Zero-hours contracts often mean that workers are vulnerable. As my hon. Friend the Member for Wigan (Lisa Nandy) said, they are unable to plan for the future and unsure of their ability to pay the rent or the bills each month. Let it be remembered that no Tory MPs or Liberal Democrats, apart from the Minister responding, could be bothered to turn up to debate that issue.
As my hon. Friend the Member for Westminster North (Ms Buck) mentioned, we learnt today that 4.8 million people are now earning less than the living wage. Figures I commissioned from the House of Commons Library show that almost 60% of new jobs created since the spring of 2010 have been in low-paid sectors. This is the economy that the Tory-led Government are building: low-paid, part-time and insecure, making life tougher for families.

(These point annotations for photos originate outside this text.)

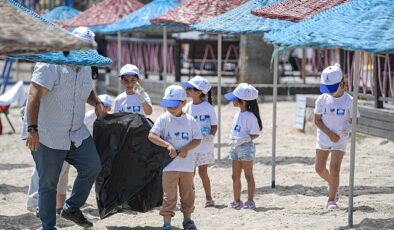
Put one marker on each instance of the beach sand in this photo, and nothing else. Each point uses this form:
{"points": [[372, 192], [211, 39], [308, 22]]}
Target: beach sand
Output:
{"points": [[297, 202]]}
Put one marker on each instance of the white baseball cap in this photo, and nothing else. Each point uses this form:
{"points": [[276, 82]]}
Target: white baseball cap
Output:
{"points": [[130, 70], [330, 79], [243, 91], [84, 33], [173, 96], [105, 99], [199, 83]]}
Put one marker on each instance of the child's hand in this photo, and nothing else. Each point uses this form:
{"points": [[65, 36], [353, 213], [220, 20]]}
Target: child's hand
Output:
{"points": [[334, 137], [182, 153], [172, 151]]}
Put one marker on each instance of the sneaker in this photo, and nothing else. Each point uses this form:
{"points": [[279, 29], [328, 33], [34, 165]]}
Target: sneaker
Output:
{"points": [[59, 210], [188, 224], [167, 226], [249, 205], [237, 205], [77, 217], [331, 205], [209, 203], [337, 194]]}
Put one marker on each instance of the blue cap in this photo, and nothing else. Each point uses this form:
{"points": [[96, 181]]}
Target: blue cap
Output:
{"points": [[230, 96]]}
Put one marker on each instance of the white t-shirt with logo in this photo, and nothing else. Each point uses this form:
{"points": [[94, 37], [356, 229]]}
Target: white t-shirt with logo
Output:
{"points": [[244, 124], [206, 117], [336, 115], [178, 131], [130, 103]]}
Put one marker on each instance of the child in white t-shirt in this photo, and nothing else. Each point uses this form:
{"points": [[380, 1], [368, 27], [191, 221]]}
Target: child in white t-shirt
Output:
{"points": [[201, 109], [90, 116], [180, 134], [333, 113], [246, 127], [134, 99]]}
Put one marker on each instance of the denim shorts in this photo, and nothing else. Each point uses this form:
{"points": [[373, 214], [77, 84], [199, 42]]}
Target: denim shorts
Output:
{"points": [[244, 152]]}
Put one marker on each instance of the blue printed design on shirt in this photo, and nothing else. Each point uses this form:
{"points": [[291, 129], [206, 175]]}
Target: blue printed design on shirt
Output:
{"points": [[185, 136], [340, 112], [136, 108]]}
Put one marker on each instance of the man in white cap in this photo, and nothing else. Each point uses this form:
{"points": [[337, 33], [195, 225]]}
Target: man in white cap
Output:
{"points": [[56, 133]]}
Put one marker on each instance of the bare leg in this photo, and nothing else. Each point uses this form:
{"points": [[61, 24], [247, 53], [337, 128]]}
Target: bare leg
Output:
{"points": [[248, 170], [237, 169], [335, 168], [203, 172], [320, 164]]}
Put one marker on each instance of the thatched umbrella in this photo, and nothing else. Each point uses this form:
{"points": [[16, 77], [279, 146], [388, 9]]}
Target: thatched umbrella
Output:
{"points": [[23, 31], [105, 13]]}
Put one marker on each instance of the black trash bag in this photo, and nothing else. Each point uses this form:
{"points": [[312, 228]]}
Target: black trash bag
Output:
{"points": [[132, 166]]}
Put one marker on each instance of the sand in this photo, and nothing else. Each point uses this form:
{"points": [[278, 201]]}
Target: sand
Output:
{"points": [[297, 202]]}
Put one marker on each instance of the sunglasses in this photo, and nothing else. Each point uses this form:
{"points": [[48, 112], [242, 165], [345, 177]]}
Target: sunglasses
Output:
{"points": [[192, 88]]}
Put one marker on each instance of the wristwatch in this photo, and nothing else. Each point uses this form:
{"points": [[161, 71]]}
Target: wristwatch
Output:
{"points": [[32, 128]]}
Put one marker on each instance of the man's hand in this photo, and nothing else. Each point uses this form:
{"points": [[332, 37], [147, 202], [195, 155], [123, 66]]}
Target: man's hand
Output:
{"points": [[33, 141], [172, 151], [100, 110]]}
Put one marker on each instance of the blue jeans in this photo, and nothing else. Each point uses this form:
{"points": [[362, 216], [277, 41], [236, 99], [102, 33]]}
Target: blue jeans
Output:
{"points": [[49, 164]]}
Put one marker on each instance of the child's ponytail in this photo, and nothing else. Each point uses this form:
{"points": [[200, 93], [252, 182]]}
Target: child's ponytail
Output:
{"points": [[253, 107], [209, 94]]}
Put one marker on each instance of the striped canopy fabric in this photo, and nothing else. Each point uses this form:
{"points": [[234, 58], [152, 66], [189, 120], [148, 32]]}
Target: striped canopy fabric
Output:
{"points": [[23, 31], [357, 25], [105, 12], [195, 11], [75, 57], [241, 21], [61, 14], [139, 20], [296, 10]]}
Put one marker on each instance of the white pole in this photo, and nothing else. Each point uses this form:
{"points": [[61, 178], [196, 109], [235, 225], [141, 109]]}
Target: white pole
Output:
{"points": [[274, 95], [118, 61], [164, 58], [219, 91], [356, 85]]}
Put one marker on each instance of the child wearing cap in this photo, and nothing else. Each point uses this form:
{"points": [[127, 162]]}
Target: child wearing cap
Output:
{"points": [[180, 134], [246, 127], [201, 109], [90, 116], [333, 111], [134, 99]]}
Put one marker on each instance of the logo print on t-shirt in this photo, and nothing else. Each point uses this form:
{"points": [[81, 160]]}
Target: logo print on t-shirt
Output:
{"points": [[340, 112], [136, 108], [185, 136]]}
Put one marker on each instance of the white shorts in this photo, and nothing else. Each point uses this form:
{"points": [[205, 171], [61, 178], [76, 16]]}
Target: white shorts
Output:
{"points": [[206, 158], [339, 147]]}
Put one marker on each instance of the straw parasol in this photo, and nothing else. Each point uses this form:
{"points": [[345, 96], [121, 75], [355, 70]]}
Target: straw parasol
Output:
{"points": [[23, 31], [104, 13], [358, 25], [241, 21], [139, 20], [295, 10], [75, 57]]}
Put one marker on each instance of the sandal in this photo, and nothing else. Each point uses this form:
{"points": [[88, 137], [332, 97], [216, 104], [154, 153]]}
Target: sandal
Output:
{"points": [[188, 224], [167, 226], [209, 203], [331, 205], [237, 205]]}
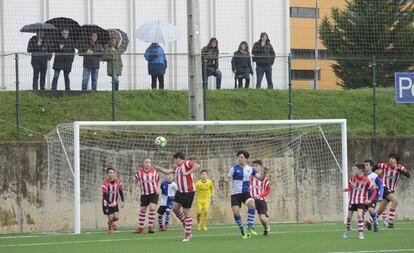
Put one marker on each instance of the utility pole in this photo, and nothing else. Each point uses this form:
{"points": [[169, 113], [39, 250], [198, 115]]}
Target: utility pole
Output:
{"points": [[195, 87]]}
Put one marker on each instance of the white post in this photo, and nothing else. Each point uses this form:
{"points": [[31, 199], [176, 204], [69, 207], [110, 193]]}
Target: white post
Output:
{"points": [[76, 176], [344, 167]]}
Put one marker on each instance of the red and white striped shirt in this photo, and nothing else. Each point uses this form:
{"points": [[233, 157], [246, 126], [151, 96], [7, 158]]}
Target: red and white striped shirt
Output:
{"points": [[358, 187], [185, 183], [112, 189], [390, 175], [259, 188], [149, 180]]}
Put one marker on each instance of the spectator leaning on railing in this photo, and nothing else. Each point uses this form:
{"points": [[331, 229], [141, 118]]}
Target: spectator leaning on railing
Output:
{"points": [[92, 53], [264, 56], [64, 50], [210, 54], [40, 48]]}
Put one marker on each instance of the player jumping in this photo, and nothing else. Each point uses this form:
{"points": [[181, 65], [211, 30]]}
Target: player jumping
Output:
{"points": [[390, 175], [259, 189], [185, 195], [148, 179], [111, 190], [168, 190], [204, 198], [239, 175], [376, 181], [358, 198]]}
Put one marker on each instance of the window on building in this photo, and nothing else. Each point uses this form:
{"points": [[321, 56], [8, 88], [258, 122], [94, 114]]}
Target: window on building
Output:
{"points": [[302, 74], [303, 12]]}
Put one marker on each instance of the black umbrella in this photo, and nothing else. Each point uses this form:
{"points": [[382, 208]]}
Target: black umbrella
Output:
{"points": [[122, 38], [85, 32], [36, 27]]}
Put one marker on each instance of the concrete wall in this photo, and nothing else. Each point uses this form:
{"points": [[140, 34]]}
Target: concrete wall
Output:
{"points": [[35, 199]]}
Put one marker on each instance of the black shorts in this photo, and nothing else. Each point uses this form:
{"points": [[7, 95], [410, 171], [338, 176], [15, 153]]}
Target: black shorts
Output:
{"points": [[184, 198], [261, 206], [237, 199], [386, 193], [162, 209], [355, 207], [110, 210], [147, 199], [373, 205]]}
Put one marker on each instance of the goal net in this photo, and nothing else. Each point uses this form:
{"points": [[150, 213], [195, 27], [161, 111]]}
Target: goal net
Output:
{"points": [[306, 160]]}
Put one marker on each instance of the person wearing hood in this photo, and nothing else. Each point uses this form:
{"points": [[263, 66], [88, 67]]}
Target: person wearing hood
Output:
{"points": [[241, 65], [40, 48], [157, 64], [210, 57], [264, 56]]}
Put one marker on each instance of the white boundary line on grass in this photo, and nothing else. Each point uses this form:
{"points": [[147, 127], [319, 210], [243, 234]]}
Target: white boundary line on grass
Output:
{"points": [[375, 251], [176, 237]]}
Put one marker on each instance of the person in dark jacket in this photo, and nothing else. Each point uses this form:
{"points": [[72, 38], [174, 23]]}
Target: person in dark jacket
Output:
{"points": [[241, 65], [40, 48], [113, 57], [157, 64], [264, 56], [92, 53], [210, 54], [64, 55]]}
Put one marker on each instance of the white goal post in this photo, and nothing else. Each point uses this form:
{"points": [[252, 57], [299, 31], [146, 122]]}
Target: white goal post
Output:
{"points": [[340, 164]]}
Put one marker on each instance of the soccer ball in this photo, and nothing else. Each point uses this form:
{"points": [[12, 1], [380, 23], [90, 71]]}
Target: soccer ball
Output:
{"points": [[160, 141]]}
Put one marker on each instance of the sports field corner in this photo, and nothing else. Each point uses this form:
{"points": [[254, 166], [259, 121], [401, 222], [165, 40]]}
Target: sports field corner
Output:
{"points": [[300, 238]]}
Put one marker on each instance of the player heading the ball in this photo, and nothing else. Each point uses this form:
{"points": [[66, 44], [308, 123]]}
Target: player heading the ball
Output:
{"points": [[184, 197]]}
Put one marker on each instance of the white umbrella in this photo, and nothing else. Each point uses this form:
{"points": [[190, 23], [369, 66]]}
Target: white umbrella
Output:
{"points": [[158, 31]]}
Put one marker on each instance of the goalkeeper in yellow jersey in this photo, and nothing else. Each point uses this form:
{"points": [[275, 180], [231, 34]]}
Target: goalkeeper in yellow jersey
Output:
{"points": [[204, 198]]}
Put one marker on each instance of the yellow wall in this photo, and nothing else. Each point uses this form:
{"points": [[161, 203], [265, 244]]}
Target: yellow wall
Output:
{"points": [[303, 37]]}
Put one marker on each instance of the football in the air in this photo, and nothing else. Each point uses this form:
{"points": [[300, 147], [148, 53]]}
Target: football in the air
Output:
{"points": [[160, 141]]}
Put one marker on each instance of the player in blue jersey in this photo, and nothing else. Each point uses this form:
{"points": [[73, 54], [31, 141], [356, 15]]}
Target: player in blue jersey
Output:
{"points": [[239, 176], [168, 190], [376, 181]]}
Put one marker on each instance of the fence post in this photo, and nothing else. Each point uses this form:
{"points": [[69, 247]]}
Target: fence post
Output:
{"points": [[290, 104], [205, 86], [113, 87], [374, 95], [17, 95]]}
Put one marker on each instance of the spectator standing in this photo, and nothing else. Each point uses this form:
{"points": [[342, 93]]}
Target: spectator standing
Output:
{"points": [[241, 65], [210, 54], [64, 55], [157, 64], [264, 56], [92, 53]]}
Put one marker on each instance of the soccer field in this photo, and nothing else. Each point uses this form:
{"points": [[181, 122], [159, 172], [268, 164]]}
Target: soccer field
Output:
{"points": [[320, 237]]}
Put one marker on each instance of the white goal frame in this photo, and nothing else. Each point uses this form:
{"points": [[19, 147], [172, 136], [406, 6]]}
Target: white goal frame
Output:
{"points": [[76, 148]]}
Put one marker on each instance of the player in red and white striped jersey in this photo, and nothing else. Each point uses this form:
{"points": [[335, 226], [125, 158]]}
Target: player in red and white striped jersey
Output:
{"points": [[358, 198], [186, 188], [259, 189], [148, 179], [111, 191], [390, 175]]}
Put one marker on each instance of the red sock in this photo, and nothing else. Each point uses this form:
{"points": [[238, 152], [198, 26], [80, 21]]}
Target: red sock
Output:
{"points": [[391, 215]]}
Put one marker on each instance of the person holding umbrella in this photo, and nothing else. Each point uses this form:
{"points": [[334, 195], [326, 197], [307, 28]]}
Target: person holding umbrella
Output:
{"points": [[113, 56], [39, 47], [92, 53], [157, 64], [64, 54]]}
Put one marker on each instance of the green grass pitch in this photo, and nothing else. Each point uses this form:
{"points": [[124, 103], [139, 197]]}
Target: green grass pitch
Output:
{"points": [[301, 238]]}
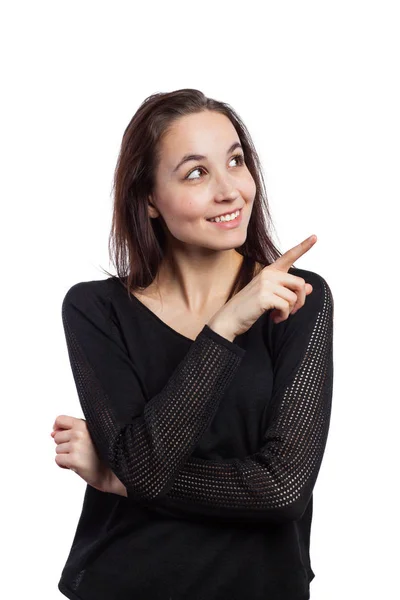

Three in 10 of my constituents who are in work earn less than the living wage. Two weeks ago I spoke with a constituent from Robroyston. He had been a construction worker before the crisis started but is now in insecure, part-time work and facing child care bills of £200 a week. Is it not the case that under this Government the economy is just not generating the number of good-paying jobs that allow families to meet the cost of living?
Two thirds of children growing up in poverty have parents who are in work. I think that goes to the heart of the issue of low pay and its impact on families. It is no wonder that payday lenders are among the fastest growing businesses on the high street. Some of them charge interest rates as high as 7,000%. Families, desperate to pay the rent and provide for their children, are being dragged into debt because they are not being paid enough.
The use of food banks—I am not sure whether the Minister has visited one—continues to rise. In my constituency the main food bank is struggling to find larger premises because demand has outstripped all expectations. St Bartholomew’s church in Armley in my constituency is now distributing food parcels to many desperate families. Its work, and that of St George’s Crypt, is a wonderful example of the active citizenship and community spirit in Leeds, but food banks are damning evidence of the Government’s record on living standards.